An obvious example of this is inflation. High inflation means the cost of goods and services is rising faster than earnings and interest rates. Essentially, inflation is your spending power in a given economic climate. Therefore, if inflation is high, it means spending power is low, i.e. you get less for your dollar at the checkout.

Some Things Are Beyond Your Control

Even if you have savings and manage a monthly budget like an accountant, you can’t control inflation. Therefore, even with the best will in the world, you’ll end up spending more during times of high inflation. This, in turn, will impact your finances. Another macroeconomic factor you have no control over is the housing market. Owning a property contributes to your net worth and, if the housing market is in a slump, your finances will take a dip.

Investors also have to contend with macroeconomic factors. There’s inherent risk within the financial markets. Individual securities come with certain risks, but the markets as a whole also carry a certain amount of risk. If there’s a financial crisis and the stock market crashes, you can’t do anything about it. That’s obviously a problem if you own stock.

The picture we’re painting here isn’t meant to scare you. There are things in life you can’t control, and some of these things will impact your financial situation. The good news is that you can prepare yourself for any hurdles that might be heading your way. There are a plethora of online resources to help you stay updated, such as this economic data calendar, which provides a clear overview of important events that could affect your finances.

Macroeconomics of Managing Your Money

Planning for Future Changes

For example, if you filter the results by country and importance, you’ll see that the US government typically announces its core inflation rates during the second week of each month. As we’ve said, you can’t change what’s going to be announced. You can read the latest financial news stories to see what the latest rate of inflation might be, but you can’t change it. However, if you use the economic calendar to see when the next announcement is due, you have the option to wait for that date before making major financial decisions.

Then, once the announcement has been made, you can adjust your spending as necessary. The quicker you can adjust your spending, the better chance you’ve got of saving money. Again, there will be unavoidable changes to your finances when inflation rates shift significantly. However, the more aware you are, the better you can react. The broader point here is that managing your money effectively requires planning.

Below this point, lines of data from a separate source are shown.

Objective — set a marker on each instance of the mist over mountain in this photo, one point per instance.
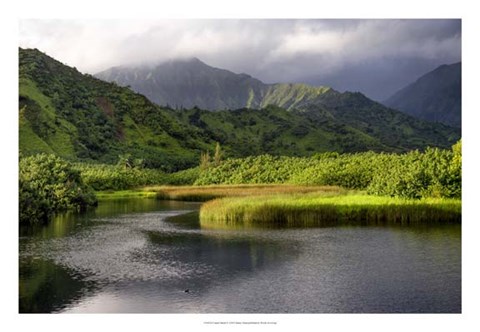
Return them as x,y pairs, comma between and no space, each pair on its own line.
188,83
80,117
435,96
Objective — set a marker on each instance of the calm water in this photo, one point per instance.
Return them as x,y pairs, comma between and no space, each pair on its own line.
135,256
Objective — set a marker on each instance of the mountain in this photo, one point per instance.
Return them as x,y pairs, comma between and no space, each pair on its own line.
79,117
82,118
188,83
436,96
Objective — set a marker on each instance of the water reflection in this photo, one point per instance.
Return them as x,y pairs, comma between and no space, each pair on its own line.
141,255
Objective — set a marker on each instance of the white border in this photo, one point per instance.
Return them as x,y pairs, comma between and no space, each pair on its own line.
240,9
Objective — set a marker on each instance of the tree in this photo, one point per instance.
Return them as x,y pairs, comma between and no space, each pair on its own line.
48,184
217,158
204,161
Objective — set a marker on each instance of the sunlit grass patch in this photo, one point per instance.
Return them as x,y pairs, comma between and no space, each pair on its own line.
315,209
206,193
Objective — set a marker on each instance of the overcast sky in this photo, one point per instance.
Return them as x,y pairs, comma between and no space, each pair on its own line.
376,57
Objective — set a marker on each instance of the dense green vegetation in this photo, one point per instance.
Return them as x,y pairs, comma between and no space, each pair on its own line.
323,209
94,134
48,184
433,173
81,118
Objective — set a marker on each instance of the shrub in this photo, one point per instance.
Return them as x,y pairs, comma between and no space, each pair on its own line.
48,184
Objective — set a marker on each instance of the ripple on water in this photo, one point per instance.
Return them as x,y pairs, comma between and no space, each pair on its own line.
117,249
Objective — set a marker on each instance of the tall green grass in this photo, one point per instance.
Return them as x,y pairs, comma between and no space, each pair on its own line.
206,193
324,209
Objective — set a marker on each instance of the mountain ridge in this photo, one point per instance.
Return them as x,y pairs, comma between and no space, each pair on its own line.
435,96
82,118
189,83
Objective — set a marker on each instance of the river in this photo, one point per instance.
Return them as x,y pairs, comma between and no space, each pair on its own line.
150,256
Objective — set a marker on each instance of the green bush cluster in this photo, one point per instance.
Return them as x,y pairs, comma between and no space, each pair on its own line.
119,177
433,173
48,184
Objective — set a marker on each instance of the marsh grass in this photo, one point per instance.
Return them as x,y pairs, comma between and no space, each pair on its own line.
114,194
323,209
207,193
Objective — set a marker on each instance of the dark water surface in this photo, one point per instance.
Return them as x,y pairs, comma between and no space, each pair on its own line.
131,256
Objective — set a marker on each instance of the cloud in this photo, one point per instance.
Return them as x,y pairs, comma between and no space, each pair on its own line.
272,50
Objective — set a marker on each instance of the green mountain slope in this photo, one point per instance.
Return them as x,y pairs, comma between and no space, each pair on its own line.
191,83
82,118
436,96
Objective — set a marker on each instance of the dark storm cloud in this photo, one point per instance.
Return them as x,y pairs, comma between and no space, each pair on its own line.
341,52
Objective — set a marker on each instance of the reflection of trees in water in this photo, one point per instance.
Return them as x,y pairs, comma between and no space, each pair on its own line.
223,256
45,287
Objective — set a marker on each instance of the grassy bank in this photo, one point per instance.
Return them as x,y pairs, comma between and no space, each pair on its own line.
323,209
206,193
110,194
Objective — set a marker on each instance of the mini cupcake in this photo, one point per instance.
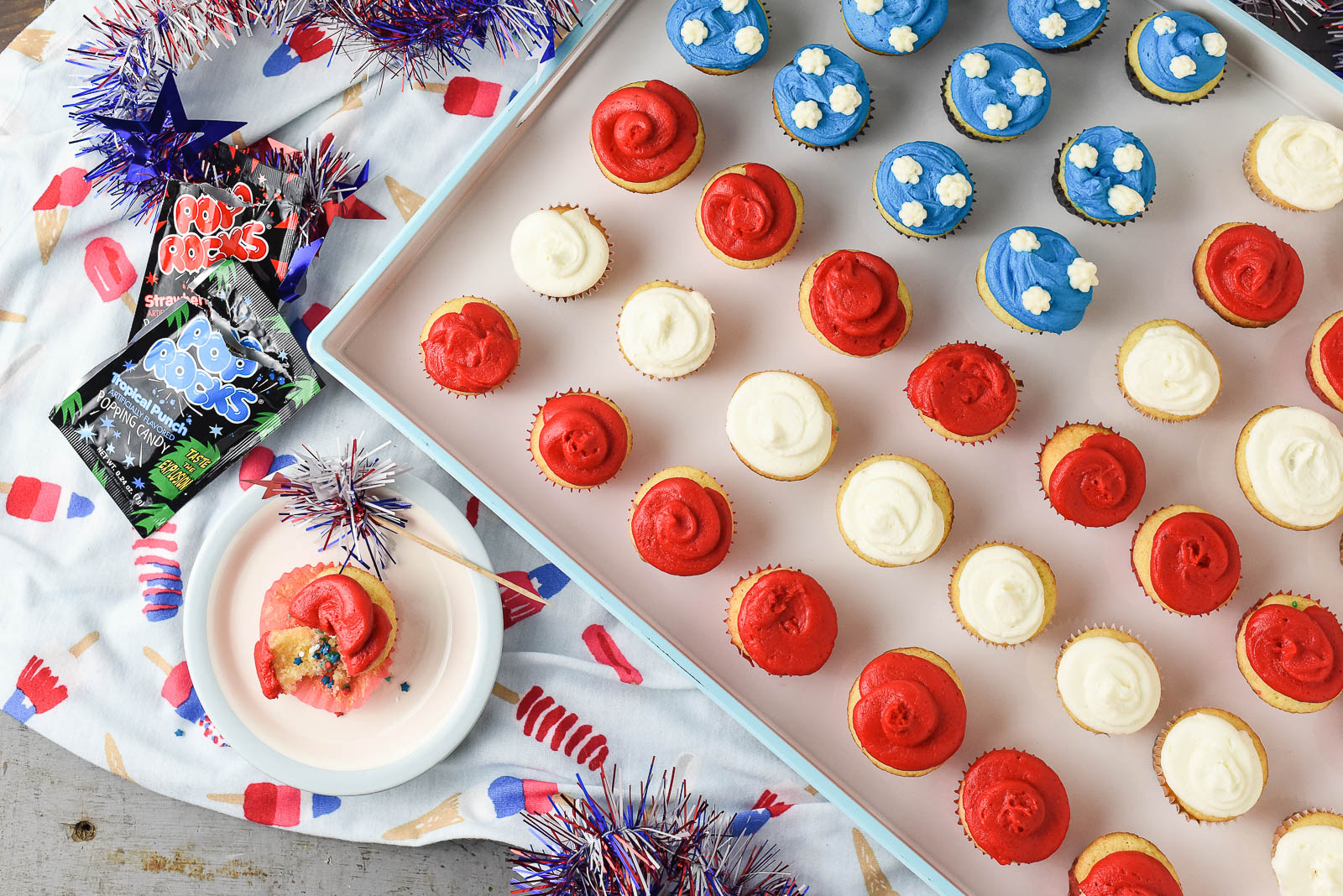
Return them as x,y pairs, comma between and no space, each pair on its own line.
765,231
1034,280
923,190
907,711
665,331
1289,466
964,392
1289,649
1058,26
1123,862
995,93
682,521
719,36
646,137
579,439
1249,275
782,425
1210,765
1013,808
1296,163
893,510
1175,56
1092,475
782,620
1107,681
562,253
823,98
1004,595
1105,175
854,304
1168,372
1186,560
469,346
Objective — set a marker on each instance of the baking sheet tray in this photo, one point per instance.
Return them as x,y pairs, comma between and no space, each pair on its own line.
458,247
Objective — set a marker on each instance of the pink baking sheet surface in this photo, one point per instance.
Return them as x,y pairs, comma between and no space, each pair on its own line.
1145,273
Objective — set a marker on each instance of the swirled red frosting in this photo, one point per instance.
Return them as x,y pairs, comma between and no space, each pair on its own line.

Using an economic calendar to monitor important events is a form of planning. It allows you to think ahead and react to situations in less time than you otherwise could. That’s important if you’re trying to be smart with your money. What’s more, it shows why you can’t be hyper focused on your own situation. There’s a whole world of financial dynamics out there, and ignoring them is less beneficial for financially minded people. So if you want to make the most of the small stuff, make sure you’re always looking at the bigger picture.